54                    Coefficients are stored in time reversed order.
55   @par
56   <pre>
57       {b[numTaps-1], b[numTaps-2], b[N-2], ..., b[1], b[0]}
58   </pre>
59   @par
60                    <code>pState</code> points to a state array of size <code>numTaps + blockSize - 1</code>.
61                    Samples in the state buffer are stored in the following order.
62   @par
63   <pre>
64       {x[n-numTaps+1], x[n-numTaps], x[n-numTaps-1], x[n-numTaps-2]....x[n](==pSrc[0]), x[n+1](==pSrc[1]), ..., x[n+blockSize-1](==pSrc[blockSize-1])}
65   </pre>
66   @par
67                    Note that the length of the state buffer exceeds the length of the coefficient array by <code>blockSize-1</code>.
68                    The increased state buffer length allows circular addressing, which is traditionally used in the FIR filters,
69                    to be avoided and yields a significant speed improvement.
70                    The state variables are updated after each block of data is processed; the coefficients are untouched.
71 
72   @par           Instance Structure
73                    The coefficients and state variables for a filter are stored together in an instance data structure.
74                    A separate instance structure must be defined for each filter.
75                    Coefficient arrays may be shared among several instances while state variable arrays cannot be shared.
76                    There are separate instance structure declarations for each of the 4 supported data types.
77 
78   @par           Initialization Functions
79                    There is also an associated initialization function for each data type.
80                    The initialization function performs the following operations:
81                    - Sets the values of the internal structure fields.
82                    - Zeros out the values in the state buffer.
83                    To do this manually without calling the init function, assign the follow subfields of the instance structure:
84                    numTaps, pCoeffs, pState.
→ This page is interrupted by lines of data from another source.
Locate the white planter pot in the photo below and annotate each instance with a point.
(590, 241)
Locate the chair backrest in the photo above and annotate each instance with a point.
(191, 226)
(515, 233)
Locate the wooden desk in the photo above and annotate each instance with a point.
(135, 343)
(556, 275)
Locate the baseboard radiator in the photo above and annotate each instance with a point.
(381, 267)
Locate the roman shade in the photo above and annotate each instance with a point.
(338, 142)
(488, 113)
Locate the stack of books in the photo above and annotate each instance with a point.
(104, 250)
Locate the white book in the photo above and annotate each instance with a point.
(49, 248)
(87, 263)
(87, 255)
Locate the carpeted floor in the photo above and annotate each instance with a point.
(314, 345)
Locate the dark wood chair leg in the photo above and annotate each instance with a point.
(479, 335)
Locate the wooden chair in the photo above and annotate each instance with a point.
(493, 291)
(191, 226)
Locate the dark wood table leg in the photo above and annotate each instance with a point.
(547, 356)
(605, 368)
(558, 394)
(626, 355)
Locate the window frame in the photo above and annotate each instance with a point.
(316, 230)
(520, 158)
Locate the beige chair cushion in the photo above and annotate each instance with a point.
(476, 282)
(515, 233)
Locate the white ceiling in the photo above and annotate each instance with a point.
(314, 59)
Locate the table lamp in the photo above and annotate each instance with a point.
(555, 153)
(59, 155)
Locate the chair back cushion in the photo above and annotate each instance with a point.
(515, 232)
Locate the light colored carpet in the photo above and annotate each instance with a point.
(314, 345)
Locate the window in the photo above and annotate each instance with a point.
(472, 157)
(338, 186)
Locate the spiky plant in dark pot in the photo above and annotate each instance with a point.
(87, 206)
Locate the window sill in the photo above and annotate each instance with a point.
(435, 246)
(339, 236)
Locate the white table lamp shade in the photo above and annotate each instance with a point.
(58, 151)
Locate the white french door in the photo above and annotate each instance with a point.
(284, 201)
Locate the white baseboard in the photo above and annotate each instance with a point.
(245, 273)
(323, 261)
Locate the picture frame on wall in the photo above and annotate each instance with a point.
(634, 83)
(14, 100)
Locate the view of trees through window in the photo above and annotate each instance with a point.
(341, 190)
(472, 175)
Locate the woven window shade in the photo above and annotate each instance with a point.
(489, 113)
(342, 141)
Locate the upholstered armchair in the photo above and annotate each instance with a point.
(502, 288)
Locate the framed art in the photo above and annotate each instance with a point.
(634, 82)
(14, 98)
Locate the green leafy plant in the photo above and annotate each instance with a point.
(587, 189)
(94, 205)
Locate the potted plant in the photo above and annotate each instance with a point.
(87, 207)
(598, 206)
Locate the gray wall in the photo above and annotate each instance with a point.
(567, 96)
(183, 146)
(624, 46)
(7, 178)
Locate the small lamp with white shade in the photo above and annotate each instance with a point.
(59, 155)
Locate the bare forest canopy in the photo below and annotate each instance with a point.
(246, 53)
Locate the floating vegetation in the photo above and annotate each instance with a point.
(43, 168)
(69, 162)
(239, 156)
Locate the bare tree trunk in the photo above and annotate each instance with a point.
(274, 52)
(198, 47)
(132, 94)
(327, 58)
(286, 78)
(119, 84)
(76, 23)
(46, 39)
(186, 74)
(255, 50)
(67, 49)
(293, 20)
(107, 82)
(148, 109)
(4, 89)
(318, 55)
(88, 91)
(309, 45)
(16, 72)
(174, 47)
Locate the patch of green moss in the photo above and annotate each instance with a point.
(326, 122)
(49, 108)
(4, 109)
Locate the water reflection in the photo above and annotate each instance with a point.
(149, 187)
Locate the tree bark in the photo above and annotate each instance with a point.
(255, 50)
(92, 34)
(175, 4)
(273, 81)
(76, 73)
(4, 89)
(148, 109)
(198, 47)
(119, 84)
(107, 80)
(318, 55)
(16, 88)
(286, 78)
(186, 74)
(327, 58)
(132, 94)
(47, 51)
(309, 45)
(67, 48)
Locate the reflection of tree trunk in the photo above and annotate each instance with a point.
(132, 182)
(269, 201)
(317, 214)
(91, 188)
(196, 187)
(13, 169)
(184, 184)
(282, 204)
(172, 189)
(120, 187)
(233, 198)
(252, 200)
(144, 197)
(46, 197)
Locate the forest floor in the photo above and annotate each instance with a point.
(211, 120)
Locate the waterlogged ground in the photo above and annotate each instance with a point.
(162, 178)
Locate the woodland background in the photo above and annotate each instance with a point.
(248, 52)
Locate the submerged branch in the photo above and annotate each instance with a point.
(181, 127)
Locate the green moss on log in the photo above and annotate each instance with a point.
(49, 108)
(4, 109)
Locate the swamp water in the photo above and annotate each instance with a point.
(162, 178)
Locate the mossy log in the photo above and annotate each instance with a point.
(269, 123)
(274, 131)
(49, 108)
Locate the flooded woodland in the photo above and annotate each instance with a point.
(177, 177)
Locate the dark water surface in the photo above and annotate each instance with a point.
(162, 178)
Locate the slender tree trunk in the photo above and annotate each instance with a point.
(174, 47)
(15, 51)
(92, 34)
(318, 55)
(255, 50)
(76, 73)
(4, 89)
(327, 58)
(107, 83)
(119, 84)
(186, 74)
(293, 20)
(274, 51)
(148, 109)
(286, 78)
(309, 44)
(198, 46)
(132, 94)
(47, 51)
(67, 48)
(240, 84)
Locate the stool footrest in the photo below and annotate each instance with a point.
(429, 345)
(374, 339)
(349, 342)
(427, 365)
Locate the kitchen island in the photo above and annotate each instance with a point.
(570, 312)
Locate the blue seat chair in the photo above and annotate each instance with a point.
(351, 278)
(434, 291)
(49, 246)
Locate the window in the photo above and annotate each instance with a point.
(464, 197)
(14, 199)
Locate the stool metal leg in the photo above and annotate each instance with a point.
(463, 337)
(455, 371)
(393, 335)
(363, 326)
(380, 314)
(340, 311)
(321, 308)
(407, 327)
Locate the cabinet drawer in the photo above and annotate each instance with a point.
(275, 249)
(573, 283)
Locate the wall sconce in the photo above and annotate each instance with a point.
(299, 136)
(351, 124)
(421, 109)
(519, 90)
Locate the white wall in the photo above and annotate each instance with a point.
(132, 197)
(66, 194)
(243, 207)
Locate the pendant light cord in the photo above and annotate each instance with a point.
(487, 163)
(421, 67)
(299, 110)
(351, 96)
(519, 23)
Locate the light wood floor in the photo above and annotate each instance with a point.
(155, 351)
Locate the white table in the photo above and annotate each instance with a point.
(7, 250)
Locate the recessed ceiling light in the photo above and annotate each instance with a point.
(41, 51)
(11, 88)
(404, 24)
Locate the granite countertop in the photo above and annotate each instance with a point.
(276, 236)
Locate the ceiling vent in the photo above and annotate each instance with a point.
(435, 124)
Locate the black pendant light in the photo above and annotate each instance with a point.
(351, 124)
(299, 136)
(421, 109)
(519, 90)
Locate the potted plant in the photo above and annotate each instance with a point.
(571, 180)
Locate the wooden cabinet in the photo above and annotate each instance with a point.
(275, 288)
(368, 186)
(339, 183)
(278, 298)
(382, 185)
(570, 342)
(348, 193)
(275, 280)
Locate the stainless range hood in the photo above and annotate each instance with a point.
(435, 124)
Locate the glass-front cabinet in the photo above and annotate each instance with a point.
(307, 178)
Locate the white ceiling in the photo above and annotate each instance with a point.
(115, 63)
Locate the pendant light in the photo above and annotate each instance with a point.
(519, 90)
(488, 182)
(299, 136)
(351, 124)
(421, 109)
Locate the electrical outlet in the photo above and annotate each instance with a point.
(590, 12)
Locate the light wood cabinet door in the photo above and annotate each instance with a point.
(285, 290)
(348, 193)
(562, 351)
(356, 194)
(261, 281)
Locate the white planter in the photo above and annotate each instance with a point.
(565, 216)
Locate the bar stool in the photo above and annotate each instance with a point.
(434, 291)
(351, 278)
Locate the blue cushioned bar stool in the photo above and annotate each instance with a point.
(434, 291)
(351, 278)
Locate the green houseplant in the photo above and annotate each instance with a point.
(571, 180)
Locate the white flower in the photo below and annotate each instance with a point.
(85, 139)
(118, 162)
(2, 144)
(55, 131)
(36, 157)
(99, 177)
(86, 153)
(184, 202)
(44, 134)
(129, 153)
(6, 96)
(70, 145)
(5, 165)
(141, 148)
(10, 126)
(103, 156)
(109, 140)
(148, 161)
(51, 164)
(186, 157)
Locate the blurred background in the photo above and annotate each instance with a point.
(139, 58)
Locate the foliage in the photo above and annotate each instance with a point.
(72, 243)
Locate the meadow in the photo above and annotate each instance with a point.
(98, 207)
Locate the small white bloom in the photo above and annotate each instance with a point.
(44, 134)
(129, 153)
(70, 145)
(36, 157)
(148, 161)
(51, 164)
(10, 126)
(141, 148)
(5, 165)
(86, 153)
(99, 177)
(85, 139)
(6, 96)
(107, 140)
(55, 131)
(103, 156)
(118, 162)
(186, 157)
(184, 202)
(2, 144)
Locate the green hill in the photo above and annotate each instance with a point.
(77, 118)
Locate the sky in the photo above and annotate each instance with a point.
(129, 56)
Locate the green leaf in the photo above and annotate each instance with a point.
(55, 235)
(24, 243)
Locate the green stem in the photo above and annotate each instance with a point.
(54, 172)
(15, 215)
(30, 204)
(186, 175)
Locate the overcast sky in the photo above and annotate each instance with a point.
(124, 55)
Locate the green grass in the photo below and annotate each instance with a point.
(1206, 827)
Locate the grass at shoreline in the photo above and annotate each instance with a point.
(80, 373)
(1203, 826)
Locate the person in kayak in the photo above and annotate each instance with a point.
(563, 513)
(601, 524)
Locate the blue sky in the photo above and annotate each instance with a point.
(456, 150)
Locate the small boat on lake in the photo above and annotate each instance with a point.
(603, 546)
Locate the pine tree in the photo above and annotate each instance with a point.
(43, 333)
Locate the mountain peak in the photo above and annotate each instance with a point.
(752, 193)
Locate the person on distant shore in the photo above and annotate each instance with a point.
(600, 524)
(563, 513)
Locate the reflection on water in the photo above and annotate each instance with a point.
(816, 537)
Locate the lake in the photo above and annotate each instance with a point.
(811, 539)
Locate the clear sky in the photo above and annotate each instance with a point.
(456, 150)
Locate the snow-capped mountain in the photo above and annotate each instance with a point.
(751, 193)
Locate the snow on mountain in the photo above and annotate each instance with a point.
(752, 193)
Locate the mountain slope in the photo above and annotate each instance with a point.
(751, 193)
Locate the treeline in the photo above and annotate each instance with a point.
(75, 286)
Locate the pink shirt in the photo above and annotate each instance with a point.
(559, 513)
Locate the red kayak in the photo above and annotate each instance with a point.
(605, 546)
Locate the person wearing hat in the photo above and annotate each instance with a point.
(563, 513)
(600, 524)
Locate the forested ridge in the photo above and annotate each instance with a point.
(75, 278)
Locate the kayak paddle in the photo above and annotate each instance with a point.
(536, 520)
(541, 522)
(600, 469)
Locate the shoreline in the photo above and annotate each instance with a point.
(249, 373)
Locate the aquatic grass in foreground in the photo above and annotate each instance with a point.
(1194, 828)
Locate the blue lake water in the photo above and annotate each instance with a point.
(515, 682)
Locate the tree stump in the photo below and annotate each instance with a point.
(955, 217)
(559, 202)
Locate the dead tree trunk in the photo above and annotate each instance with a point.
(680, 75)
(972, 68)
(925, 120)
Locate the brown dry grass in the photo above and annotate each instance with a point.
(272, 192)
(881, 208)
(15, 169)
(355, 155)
Also set all of the values in pState to zero.
85   @par
86                    Use of the initialization function is optional.
87                    However, if the initialization function is used, then the instance structure cannot be placed into a const data section.
88                    To place an instance structure into a const data section, the instance structure must be manually initialized.
89                    Set the values in the state buffer to zeros before static initialization.
90                    The code below statically initializes each of the 4 different data type filter instance structures
91   <pre>
92       arm_fir_instance_f32 S = {numTaps, pState, pCoeffs};
93       arm_fir_instance_q31 S = {numTaps, pState, pCoeffs};
94       arm_fir_instance_q15 S = {numTaps, pState, pCoeffs};
95       arm_fir_instance_q7 S =  {numTaps, pState, pCoeffs};
96   </pre>
97                    where <code>numTaps</code> is the number of filter coefficients in the filter; <code>pState</code> is the address of the state buffer;
98                    <code>pCoeffs</code> is the address of the coefficient buffer.
99   @par          Initialization of Helium version
100                  For Helium version the array of coefficients must be padded with zero to contain
101                  a full number of lanes.
102 
103                  The array length L must be a multiple of x. L = x * a :
104                  - x is 4  for f32
105                  - x is 4  for q31
106                  - x is 4  for f16 (so managed like the f32 version and not like the q15 one)
107                  - x is 8  for q15
108                  - x is 16 for q7
109 
110                  The additional coefficients
111                  (x * a - numTaps) must be set to 0.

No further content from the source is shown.